Oh but it is their fault, not mine!
I would blame the men in my life because they would not do things my way. He drank too much, smoked too much, didn’t treat my kids right, didn’t pick up after himself, didn’t stick up for me when I spoke out of line, especially when it came to family. If he would only…
*What if I could teach you one sentence that would change your life forever?
Your loved ones will surely appreciate your change of heart and so will you. I can help.
Yes, in order to get love, you must give love, even when you are mad; after you calm down of course. Remember you love this person and you want your relationships to work. The more you give, the more you get. Step up be The Better Person and you will love yourself more because you did your best. If you don’t do your best, it doesn’t feel as good, right?
Sound too familiar, well here’s more…..
Then I would give in and apologize because I acted so stupid without resolving the issue and go about my day. Then I would be super kind because I felt so stupid for my ugly behavior. A few weeks would go by and all of a sudden when things didn’t go my way again, I switch back to “Psycho Woman” . It totally sucked to be me. I was not happy, didn’t know how to be happy. Maybe you are not as bad as I was but are you fighting instead of discussing your disagreement.
*What if you could have peace with it being your fault?
Allow me to show you how not to blame anyone but to fix the problem. Do you know how to forgive?
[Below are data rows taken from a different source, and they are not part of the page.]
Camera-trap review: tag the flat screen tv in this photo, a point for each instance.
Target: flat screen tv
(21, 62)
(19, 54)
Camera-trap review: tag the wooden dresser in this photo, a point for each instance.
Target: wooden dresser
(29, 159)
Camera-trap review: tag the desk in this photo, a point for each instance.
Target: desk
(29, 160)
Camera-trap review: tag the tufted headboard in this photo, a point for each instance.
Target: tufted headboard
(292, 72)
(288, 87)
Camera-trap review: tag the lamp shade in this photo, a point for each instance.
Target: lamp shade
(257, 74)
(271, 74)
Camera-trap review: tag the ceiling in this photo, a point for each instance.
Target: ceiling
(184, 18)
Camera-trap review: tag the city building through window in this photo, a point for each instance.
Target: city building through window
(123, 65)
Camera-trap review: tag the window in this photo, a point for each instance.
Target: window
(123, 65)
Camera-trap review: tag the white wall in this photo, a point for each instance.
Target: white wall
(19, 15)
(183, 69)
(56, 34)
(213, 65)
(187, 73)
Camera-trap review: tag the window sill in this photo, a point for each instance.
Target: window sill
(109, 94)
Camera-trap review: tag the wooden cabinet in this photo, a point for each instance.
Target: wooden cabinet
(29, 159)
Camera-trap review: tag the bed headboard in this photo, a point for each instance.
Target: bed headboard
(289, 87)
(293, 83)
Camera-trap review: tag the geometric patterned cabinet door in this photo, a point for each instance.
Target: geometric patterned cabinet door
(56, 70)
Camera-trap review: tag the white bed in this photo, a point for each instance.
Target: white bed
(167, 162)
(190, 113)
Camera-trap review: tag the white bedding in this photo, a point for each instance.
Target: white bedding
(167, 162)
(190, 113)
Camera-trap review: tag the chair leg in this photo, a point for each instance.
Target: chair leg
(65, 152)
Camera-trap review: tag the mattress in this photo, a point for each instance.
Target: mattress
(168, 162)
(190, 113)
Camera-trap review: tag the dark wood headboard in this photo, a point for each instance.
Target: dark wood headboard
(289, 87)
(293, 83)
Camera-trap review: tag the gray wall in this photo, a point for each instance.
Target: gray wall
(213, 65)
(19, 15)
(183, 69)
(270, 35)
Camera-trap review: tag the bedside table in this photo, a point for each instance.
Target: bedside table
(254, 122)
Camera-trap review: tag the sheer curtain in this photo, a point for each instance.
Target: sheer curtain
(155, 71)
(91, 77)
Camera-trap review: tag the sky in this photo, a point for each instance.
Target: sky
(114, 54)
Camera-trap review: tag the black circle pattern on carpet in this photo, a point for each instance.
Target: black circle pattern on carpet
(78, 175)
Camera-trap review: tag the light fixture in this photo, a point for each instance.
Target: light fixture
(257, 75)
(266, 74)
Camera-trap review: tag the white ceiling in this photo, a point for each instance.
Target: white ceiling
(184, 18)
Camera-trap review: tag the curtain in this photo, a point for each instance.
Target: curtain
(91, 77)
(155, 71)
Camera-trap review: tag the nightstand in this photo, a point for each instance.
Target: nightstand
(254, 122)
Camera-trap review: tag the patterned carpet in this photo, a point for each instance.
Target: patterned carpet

I do! It is so enlightening when you truly forgive someone who hurt you. But first you have to figure out how to do that. Of course it takes time, but what if you could get over it a little quicker and get on with your day in a good way.
*What if I could teach you this life changing phrase?
Are you mad right now?
I used to be mad more than I was happy. Whether it be one of my husbands, one of my three sons, his family, my girlfriends, my children’s teachers. I would create situations inadvertently. It would take me hours, day and sometimes weeks to get over.
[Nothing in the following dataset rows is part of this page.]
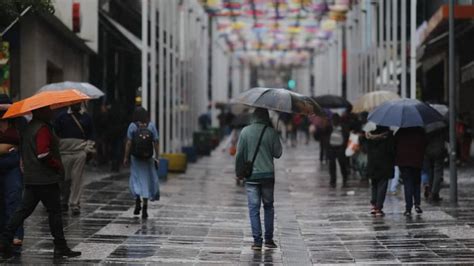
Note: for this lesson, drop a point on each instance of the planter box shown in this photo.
(177, 162)
(191, 154)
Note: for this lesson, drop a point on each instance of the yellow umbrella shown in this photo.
(371, 100)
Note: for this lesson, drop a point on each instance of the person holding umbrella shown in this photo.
(42, 167)
(336, 151)
(411, 116)
(259, 144)
(11, 178)
(259, 139)
(380, 165)
(42, 170)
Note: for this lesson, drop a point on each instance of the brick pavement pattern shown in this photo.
(202, 219)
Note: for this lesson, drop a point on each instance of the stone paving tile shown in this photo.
(202, 219)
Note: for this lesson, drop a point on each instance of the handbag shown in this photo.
(247, 169)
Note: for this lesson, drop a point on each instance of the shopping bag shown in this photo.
(352, 145)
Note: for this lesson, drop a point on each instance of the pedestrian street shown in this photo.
(202, 219)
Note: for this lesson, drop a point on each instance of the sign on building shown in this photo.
(4, 68)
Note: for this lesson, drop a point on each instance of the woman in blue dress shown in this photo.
(142, 140)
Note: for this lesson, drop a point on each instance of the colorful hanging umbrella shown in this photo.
(54, 99)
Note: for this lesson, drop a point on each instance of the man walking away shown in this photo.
(42, 172)
(336, 150)
(380, 167)
(260, 184)
(75, 130)
(434, 162)
(410, 146)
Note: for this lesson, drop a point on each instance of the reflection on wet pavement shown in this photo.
(202, 219)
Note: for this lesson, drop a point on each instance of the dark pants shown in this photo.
(379, 191)
(412, 185)
(322, 150)
(256, 194)
(49, 195)
(337, 153)
(434, 166)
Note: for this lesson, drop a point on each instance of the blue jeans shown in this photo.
(412, 184)
(11, 181)
(256, 194)
(393, 183)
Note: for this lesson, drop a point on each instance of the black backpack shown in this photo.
(142, 142)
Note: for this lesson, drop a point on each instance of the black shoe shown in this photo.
(138, 208)
(418, 209)
(379, 213)
(75, 210)
(256, 246)
(144, 212)
(6, 251)
(427, 193)
(435, 198)
(64, 207)
(270, 244)
(66, 253)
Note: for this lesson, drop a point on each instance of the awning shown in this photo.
(438, 23)
(126, 33)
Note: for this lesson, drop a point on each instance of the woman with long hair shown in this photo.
(142, 141)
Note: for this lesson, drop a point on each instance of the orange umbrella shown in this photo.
(54, 99)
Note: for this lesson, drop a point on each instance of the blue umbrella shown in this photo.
(404, 113)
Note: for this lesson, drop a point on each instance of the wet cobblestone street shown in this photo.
(202, 219)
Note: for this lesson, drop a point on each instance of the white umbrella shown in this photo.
(84, 87)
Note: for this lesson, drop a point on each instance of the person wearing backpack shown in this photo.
(258, 145)
(336, 150)
(141, 145)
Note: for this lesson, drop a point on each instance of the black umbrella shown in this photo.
(332, 101)
(281, 100)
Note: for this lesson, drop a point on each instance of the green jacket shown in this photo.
(270, 147)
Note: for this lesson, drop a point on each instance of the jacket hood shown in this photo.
(261, 116)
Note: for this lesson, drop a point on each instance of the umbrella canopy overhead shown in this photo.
(281, 100)
(405, 113)
(84, 87)
(371, 100)
(276, 32)
(332, 101)
(54, 99)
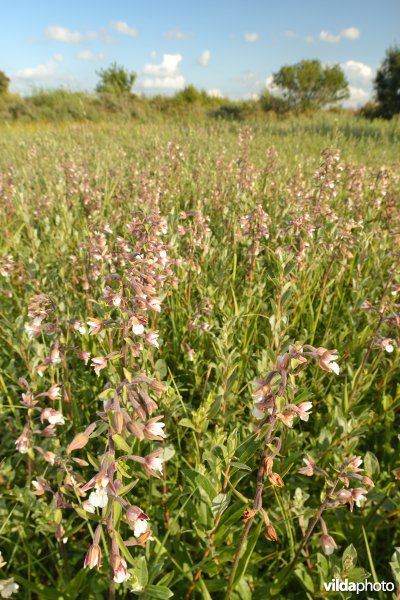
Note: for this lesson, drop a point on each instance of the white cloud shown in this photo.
(358, 97)
(204, 58)
(88, 55)
(358, 71)
(268, 82)
(176, 34)
(251, 37)
(330, 38)
(351, 33)
(214, 93)
(360, 77)
(63, 34)
(40, 72)
(165, 75)
(124, 28)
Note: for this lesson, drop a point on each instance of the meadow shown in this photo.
(199, 374)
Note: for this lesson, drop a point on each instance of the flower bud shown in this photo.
(270, 533)
(78, 442)
(248, 514)
(93, 557)
(328, 544)
(118, 421)
(268, 465)
(276, 480)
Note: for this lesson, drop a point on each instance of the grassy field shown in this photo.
(160, 271)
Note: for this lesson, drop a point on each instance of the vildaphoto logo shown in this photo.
(336, 585)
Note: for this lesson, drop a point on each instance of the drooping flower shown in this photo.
(327, 360)
(54, 417)
(120, 570)
(99, 497)
(328, 544)
(154, 430)
(139, 527)
(136, 325)
(93, 557)
(54, 393)
(22, 443)
(153, 463)
(303, 410)
(99, 363)
(309, 468)
(152, 338)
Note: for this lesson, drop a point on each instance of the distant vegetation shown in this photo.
(303, 88)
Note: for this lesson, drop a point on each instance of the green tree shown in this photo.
(4, 82)
(308, 85)
(387, 84)
(115, 80)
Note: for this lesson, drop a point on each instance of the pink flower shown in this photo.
(93, 557)
(154, 430)
(54, 392)
(303, 410)
(327, 360)
(309, 468)
(136, 325)
(120, 570)
(23, 443)
(54, 417)
(83, 355)
(139, 527)
(328, 544)
(95, 326)
(153, 463)
(154, 304)
(152, 338)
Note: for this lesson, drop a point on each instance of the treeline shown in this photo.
(301, 88)
(65, 105)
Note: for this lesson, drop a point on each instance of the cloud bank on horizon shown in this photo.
(236, 59)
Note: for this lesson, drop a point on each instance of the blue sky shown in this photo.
(226, 47)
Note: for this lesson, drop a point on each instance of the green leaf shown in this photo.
(124, 550)
(199, 480)
(220, 504)
(187, 423)
(158, 591)
(121, 443)
(140, 575)
(395, 566)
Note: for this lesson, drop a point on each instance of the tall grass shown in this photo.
(281, 241)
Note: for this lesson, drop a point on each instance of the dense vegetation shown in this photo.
(258, 242)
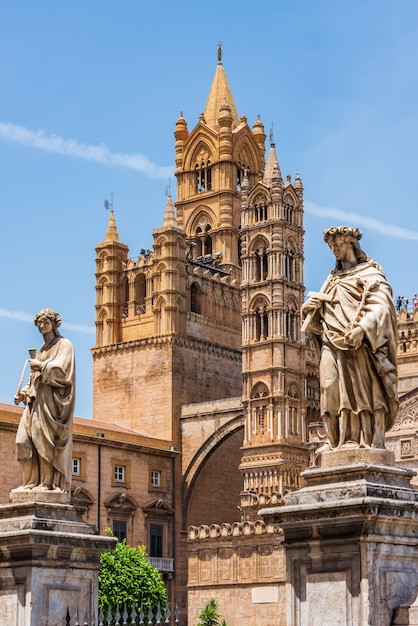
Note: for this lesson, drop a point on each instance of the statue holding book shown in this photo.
(352, 320)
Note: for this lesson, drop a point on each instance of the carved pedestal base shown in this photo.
(351, 540)
(49, 559)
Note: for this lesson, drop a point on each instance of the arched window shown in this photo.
(292, 322)
(261, 324)
(261, 264)
(204, 240)
(195, 298)
(140, 293)
(203, 176)
(290, 263)
(260, 209)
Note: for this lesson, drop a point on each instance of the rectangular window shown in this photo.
(156, 540)
(76, 467)
(119, 473)
(155, 478)
(119, 529)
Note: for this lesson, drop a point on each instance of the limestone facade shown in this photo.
(206, 395)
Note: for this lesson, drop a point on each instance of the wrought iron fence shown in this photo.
(123, 616)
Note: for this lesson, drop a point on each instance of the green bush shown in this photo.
(127, 577)
(209, 615)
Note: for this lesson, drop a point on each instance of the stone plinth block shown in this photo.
(351, 541)
(49, 559)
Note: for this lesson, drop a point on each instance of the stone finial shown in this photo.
(169, 216)
(112, 231)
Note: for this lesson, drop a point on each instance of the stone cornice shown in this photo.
(237, 529)
(174, 340)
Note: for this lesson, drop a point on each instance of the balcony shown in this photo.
(162, 564)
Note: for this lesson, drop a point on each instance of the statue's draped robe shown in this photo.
(363, 379)
(45, 429)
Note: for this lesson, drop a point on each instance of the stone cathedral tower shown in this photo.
(210, 317)
(274, 367)
(213, 310)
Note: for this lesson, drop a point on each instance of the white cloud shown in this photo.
(357, 219)
(27, 317)
(69, 147)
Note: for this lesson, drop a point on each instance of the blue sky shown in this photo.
(91, 92)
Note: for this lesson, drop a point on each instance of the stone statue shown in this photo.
(352, 320)
(44, 436)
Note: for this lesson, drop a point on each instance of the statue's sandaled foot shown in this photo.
(43, 487)
(324, 448)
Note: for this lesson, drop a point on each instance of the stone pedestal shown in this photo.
(49, 559)
(351, 540)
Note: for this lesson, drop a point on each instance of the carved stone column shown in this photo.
(351, 542)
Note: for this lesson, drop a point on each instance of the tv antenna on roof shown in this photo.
(109, 205)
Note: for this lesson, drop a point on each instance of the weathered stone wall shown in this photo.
(242, 567)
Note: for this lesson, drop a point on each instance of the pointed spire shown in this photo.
(219, 94)
(272, 167)
(112, 231)
(169, 217)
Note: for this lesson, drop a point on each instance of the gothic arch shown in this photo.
(259, 241)
(293, 391)
(259, 300)
(259, 390)
(259, 308)
(201, 216)
(101, 260)
(200, 227)
(200, 141)
(230, 433)
(291, 198)
(245, 150)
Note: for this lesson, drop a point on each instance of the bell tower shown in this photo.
(210, 165)
(272, 290)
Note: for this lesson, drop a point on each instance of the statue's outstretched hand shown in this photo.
(354, 337)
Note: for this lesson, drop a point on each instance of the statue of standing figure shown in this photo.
(44, 436)
(353, 321)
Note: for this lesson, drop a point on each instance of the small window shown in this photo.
(120, 473)
(119, 529)
(156, 540)
(76, 467)
(155, 478)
*What if I could give you a tool that would help you get over your anger a lot quicker?
Are you grumpy a lot?
I was grumpy, cranky, irritable, fast and bad tempered, mean, touchy, crabby, ornery, inconsiderate, frustrated, angry, and complained a lot. The crazy thing is I didn’t realize I was like that. I thought it was them. I seriously thought there was nothing wrong with my behavior and that is how I was supposed to conduct myself. My family did the same.
*What if I could give you a rock that would teach you how to love yourself and how to love others the way they like to be loved?
Do you cry a lot?
I cried almost daily for many years, especially when I had my period and going through menopause was miserable for me and everyone around me. Back then, I rarely enjoyed life. I even tried to kill myself with pills. I am a shame to admit it but that was part of my growing pains to wisdom. I don’t want you to have to go through what I went through. I want you to have a happy, peaceful, content life so that you can Pay It Forward.
*What if I can bring you joy when you are having a bad day?